In an interview with Bloomberg, the financial expert said that European currencies are mistakenly undervalued.
He said: “Performance is certainly consistent. We do expect the pound to hold its ground against the dollar effectively tracking the euro higher against the dollar.
“It’s part of our view that European currencies, as a whole, are still very much undervalued. They’re still on the course to regain and correct that misevaluation.
“I think, however, that the pound could do relatively well against the high-yielding antipodeans downs the road.
“In this case, it will be more of a reflection of the slowdown in Asia more than anything else.”
Mr Marinov added that although predictions are pessimistic at this point, the sterling will overcome Brexit uncertainties.
He said: “On the whole, the pound versus the euro really is stuck in the middle at the moment.
“We do get some economic data which is disappointing, and at the same time, political uncertainty surrounding Brexit persisting.

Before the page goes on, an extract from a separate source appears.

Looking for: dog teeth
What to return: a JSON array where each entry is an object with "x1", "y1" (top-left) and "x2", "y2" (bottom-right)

But we expect it to start abating in the second half of the year.”
In a recent interview with Bloomberg, ING currency strategist Viraj Patel also claimed the market is being too pessimistic about the UK and Brexit.
He said: “What we’re seeing is a three percent appreciation in the pound and a seven percent depreciation in the dollar so you can see what’s doing the heavy lifting there.
“But I think the second point to really make here is without a Brexit crystal ball, and I don’t think anyone has that, our pound directional calls are being constantly reassessed on a rolling basis.
“I think right now a real conviction is taking us to $1.40 and for cable, it’s all about the relatives.”